We then randomly generate surrogate maps with a call to the class instance:

surrogates = sampled(n=10)

Here, as above, we’ve implicitly left all keyword arguments – one of which is resample – left as their default values. The three images analogous to those shown above, illustrating the dense maps on the cortical surface, are shown below:


Fig. 6 The dense empirical T1w/T2w map.


Fig. 7 One randomly generated dense surrogate brain map.


Fig. 8 The dense surrogate brain map above, with values resampled from the empirical map.

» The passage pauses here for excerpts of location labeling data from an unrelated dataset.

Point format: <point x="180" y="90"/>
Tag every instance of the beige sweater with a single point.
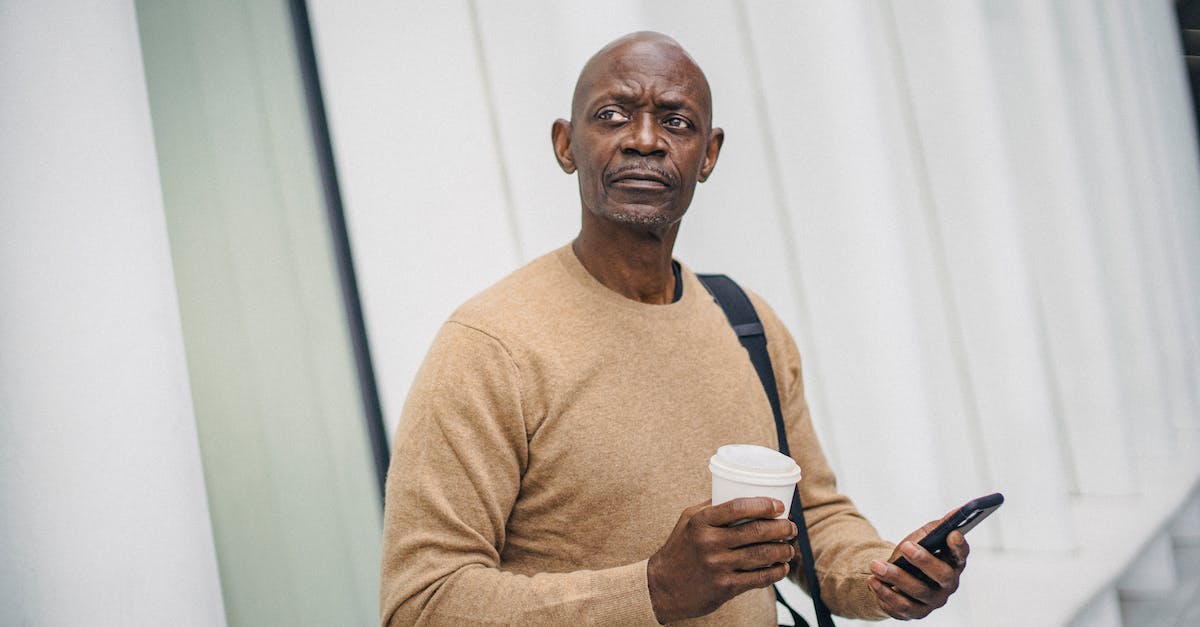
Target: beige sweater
<point x="553" y="435"/>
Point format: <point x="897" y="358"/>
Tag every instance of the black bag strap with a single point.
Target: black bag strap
<point x="745" y="323"/>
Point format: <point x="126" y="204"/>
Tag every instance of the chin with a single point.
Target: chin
<point x="640" y="215"/>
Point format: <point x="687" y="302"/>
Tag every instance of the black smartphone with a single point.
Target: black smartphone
<point x="963" y="520"/>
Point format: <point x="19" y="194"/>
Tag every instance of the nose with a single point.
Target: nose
<point x="645" y="137"/>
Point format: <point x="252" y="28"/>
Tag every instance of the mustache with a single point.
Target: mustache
<point x="643" y="166"/>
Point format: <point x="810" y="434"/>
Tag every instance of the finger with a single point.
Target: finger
<point x="894" y="603"/>
<point x="759" y="578"/>
<point x="759" y="531"/>
<point x="757" y="556"/>
<point x="959" y="549"/>
<point x="942" y="573"/>
<point x="743" y="508"/>
<point x="904" y="583"/>
<point x="928" y="527"/>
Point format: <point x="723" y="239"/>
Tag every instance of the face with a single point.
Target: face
<point x="640" y="135"/>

Keyword arguments to brainsmash.mapgen.sampled.Sampled

ns int, default 500

The number of randomly sampled brain areas used to generate a surrogate map.

knn int, default 1000

Let D be the pairwise distance matrix. Assume each row of D has been sorted, in ascending order. Then, because spatial autocorrelation is primarily a local effect, use only D[:,:knn].

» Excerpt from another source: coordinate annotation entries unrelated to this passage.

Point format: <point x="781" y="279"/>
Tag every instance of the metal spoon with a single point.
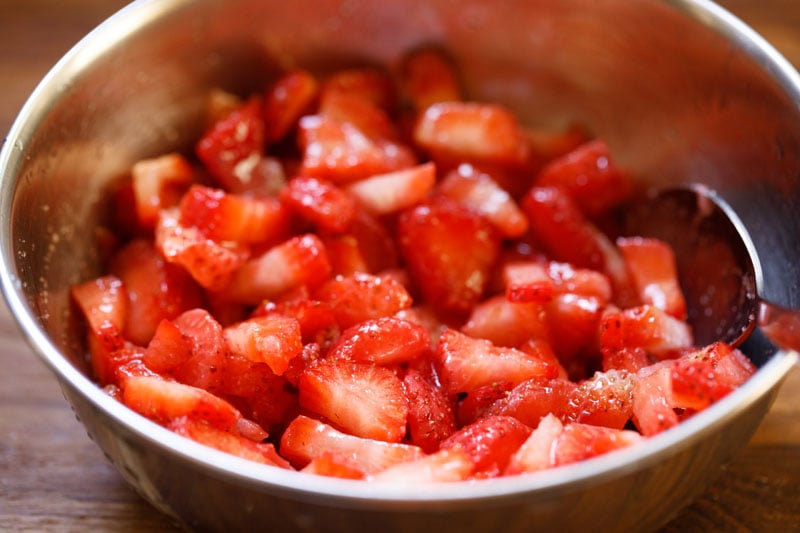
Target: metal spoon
<point x="718" y="267"/>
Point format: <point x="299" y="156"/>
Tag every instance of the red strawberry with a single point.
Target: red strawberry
<point x="382" y="341"/>
<point x="362" y="297"/>
<point x="450" y="251"/>
<point x="489" y="442"/>
<point x="362" y="399"/>
<point x="466" y="364"/>
<point x="306" y="439"/>
<point x="430" y="415"/>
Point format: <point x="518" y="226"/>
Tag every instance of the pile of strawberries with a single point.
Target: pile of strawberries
<point x="368" y="276"/>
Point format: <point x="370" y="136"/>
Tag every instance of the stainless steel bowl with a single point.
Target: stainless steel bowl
<point x="681" y="90"/>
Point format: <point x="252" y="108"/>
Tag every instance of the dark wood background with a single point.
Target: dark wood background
<point x="53" y="478"/>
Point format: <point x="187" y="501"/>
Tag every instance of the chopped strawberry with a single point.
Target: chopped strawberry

deltas np.ndarray or list[float], default [0.3,0.5,0.7,0.9]

See above. Note that fewer values are iterated over by default than in the Base class. Users with more time and/or patience are encouraged to expand the default list, as it may improve your surrogate maps.

kernel str, default ‘exp’

See above.

pv int, default 70

See above. Note that this parameter is by default larger than for the Base class; this is in part because of the knn parameter above (which is used internally to reduce the distance matrix prior to determining pv.

nh int, default 25

See above.

resample bool, default False

See above.

b float or None, default None

See above.


Dense data may be used with brainsmash.mapgen.base.Base – the examples are primarily partitioned in this way for illustration (but also in anticipation of users’ local memory constraints).

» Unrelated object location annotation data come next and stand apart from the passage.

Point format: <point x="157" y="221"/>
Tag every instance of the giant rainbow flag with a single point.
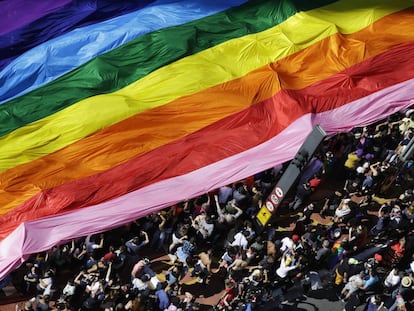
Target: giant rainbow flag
<point x="111" y="110"/>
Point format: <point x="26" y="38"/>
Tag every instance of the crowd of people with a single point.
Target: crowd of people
<point x="361" y="250"/>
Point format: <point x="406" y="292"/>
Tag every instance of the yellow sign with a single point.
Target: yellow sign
<point x="264" y="215"/>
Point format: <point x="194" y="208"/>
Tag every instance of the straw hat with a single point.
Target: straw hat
<point x="406" y="281"/>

In general, the Sampled class has much more parameter sensitivity. You may need to adjust these parameters to get reliable variogram fits. However, you may use the functions in the variogram evaluation module, which we turn to next, to validate your variogram fits.

Evaluating variogram fits

To assess the reliability of your surrogate maps, BrainSMASH includes functionality to compare surrogate maps’ variograms to the target brain map’s variogram:

from brainsmash.mapgen.eval import base_fit
# from brainsmash.utils.eval import sampled_fit  analogous function for Sampled class
base_fit(brain_map_file, dist_mat_file, nsurr=100)

For well-chosen parameters, the code above will produce a plot that looks something like:


Fig. 9 Assessing the surrogate maps’ fit to the empirical data.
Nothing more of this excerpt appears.